Controlling user access

You control which tasks users can perform in StorageGRID by creating or importing groups and users and assigning permissions to each group. Optionally, you can enable single sign-on (SSO) if you want all users to be authenticated by an external identity provider such as Active Directory Federation Services.

Controlling access to the Grid Manager

You determine who can access the Grid Manager and the Grid Management API by importing groups and users from an identity federation service or by setting up local groups and local users.

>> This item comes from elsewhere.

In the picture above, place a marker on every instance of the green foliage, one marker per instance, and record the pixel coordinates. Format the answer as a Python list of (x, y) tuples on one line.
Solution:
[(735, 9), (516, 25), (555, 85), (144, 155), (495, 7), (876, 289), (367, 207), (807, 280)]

Using identity federation makes setting up groups and users faster, and it allows users to sign in to StorageGRID using familiar credentials. You can configure identity federation if you use Active Directory, OpenLDAP, or Oracle Directory Server.
Note: Contact technical support if you want to use another LDAP v3 service.

You determine which tasks each user can perform by assigning different permissions to each group. For example, you might want users in one group to be able to manage ILM rules and users in another group to perform maintenance tasks. A user must belong to at least one group to access the system.

Enabling single sign-on

The StorageGRID system supports single sign-on (SSO) using the Security Assertion Markup Language 2.0 (SAML 2.0) standard. When SSO is enabled, all users must be authenticated by an external identity provider before they can access the Grid Manager, the Tenant Manager, the Grid Management API, or the Tenant Management API. Local users cannot sign in to StorageGRID.

When SSO is enabled and users sign in to StorageGRID, they are redirected to your organization's SSO page to validate their credentials. When users sign out of one Admin Node, they are automatically signed out of all Admin Nodes.